If x, y, and z are three-digit positive integers and if x = y + z, is the hundreds digit...

Understanding the Question

We need to determine if the hundreds digit of x equals the sum of the hundreds digits of y and z, given that x, y, and z are three-digit positive integers and \(\mathrm{x = y + z}\).

Let's translate this: When we add two 3-digit numbers, does the hundreds digit of their sum equal the sum of their individual hundreds digits?

What We Need to Determine: Whether hundreds digit of x = hundreds digit of y + hundreds digit of z

The Key Insight: This question is really asking whether there's carrying from the tens place to the hundreds place during addition. If there's no carrying from tens to hundreds, the answer is YES. If there is carrying, the answer is NO (because the hundreds digit of x would be 1 more than the sum of the hundreds digits).

For this yes/no question to be sufficient, we need to determine definitively whether carrying occurs from tens to hundreds.

Analyzing Statement 1

Statement 1 tells us: The tens digit of x equals the sum of the tens digits of y and z.

This statement reveals something crucial about carrying. When we add two numbers:

• If the tens digits of y and z sum to less than 10, there's no carrying to hundreds
• If they sum to 10 or more, there would be carrying to hundreds, and the tens digit of x would be the sum minus 10

Since Statement 1 says the tens digit of x equals the direct sum of the tens digits (not reduced by 10), this can only happen if the tens digits sum to less than 10. Therefore, there's no carrying to the hundreds place.

With no carrying to hundreds, the hundreds digit of x MUST equal the sum of the hundreds digits of y and z.

The answer to our question is definitively YES.

[STOP - Statement 1 is Sufficient!]

Statement 1 alone is sufficient. This eliminates choices B, C, and E.

Analyzing Statement 2

Now let's forget Statement 1 completely and analyze Statement 2 independently.

Statement 2 tells us: The units digit of x equals the sum of the units digits of y and z.

This means there's no carrying from the units place to the tens place (since if units digits summed to 10 or more, the units digit of x would be the sum minus 10).

However, this tells us nothing about what happens with the tens digits.

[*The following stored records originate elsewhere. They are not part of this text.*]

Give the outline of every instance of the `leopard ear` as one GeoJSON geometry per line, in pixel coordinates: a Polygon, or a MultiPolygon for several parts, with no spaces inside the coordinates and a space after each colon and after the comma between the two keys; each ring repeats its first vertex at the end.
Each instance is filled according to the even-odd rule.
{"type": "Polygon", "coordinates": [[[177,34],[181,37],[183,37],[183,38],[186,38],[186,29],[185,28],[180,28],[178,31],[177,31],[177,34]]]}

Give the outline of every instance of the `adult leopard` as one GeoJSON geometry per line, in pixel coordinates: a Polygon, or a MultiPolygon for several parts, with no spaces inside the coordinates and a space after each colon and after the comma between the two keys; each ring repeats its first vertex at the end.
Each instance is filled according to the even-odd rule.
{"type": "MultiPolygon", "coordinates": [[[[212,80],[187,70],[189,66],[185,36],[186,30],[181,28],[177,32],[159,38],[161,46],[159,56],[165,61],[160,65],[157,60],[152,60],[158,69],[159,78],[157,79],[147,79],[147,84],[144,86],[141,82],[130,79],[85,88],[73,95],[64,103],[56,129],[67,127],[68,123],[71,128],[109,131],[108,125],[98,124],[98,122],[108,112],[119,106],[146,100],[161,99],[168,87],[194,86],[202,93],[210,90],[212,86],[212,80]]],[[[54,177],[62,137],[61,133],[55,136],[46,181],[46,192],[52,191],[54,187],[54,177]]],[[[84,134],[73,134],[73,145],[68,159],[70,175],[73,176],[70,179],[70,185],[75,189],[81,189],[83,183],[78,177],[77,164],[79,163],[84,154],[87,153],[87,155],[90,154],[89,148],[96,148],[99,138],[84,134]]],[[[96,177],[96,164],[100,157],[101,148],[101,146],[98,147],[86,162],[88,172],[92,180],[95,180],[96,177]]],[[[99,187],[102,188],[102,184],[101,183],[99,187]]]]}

The tens digits of y and z could still:

• Sum to less than 10 (no carrying to hundreds) → Answer is YES
• Sum to 10 or more (carrying to hundreds) → Answer is NO

Let's verify with concrete examples:

Example 1: \(\mathrm{y = 234, z = 145}\), then \(\mathrm{x = 379}\)

• Units check: \(\mathrm{4 + 5 = 9}\) ✓ (matches x's units digit)
• Tens: \(\mathrm{3 + 4 = 7}\) (less than 10, no carrying)
• Hundreds: \(\mathrm{2 + 1 = 3}\) ✓ (Answer: YES)

Example 2: \(\mathrm{y = 264, z = 185}\), then \(\mathrm{x = 449}\)

• Units check: \(\mathrm{4 + 5 = 9}\) ✓ (matches x's units digit)
• Tens: \(\mathrm{6 + 8 = 14}\) (≥ 10, causes carrying)
• Hundreds: \(\mathrm{2 + 1 = 3}\), but x has 4 due to carrying (Answer: NO)

Since we get different answers in different scenarios, Statement 2 alone cannot definitively answer our question.

Statement 2 alone is NOT sufficient. This eliminates choices B and D.

The Answer: A

Statement 1 alone tells us there's no carrying to the hundreds place, which definitively answers our question as YES.

Statement 2 alone cannot determine whether carrying occurs from tens to hundreds.

Answer Choice A: "Statement 1 alone is sufficient, but Statement 2 alone is not sufficient."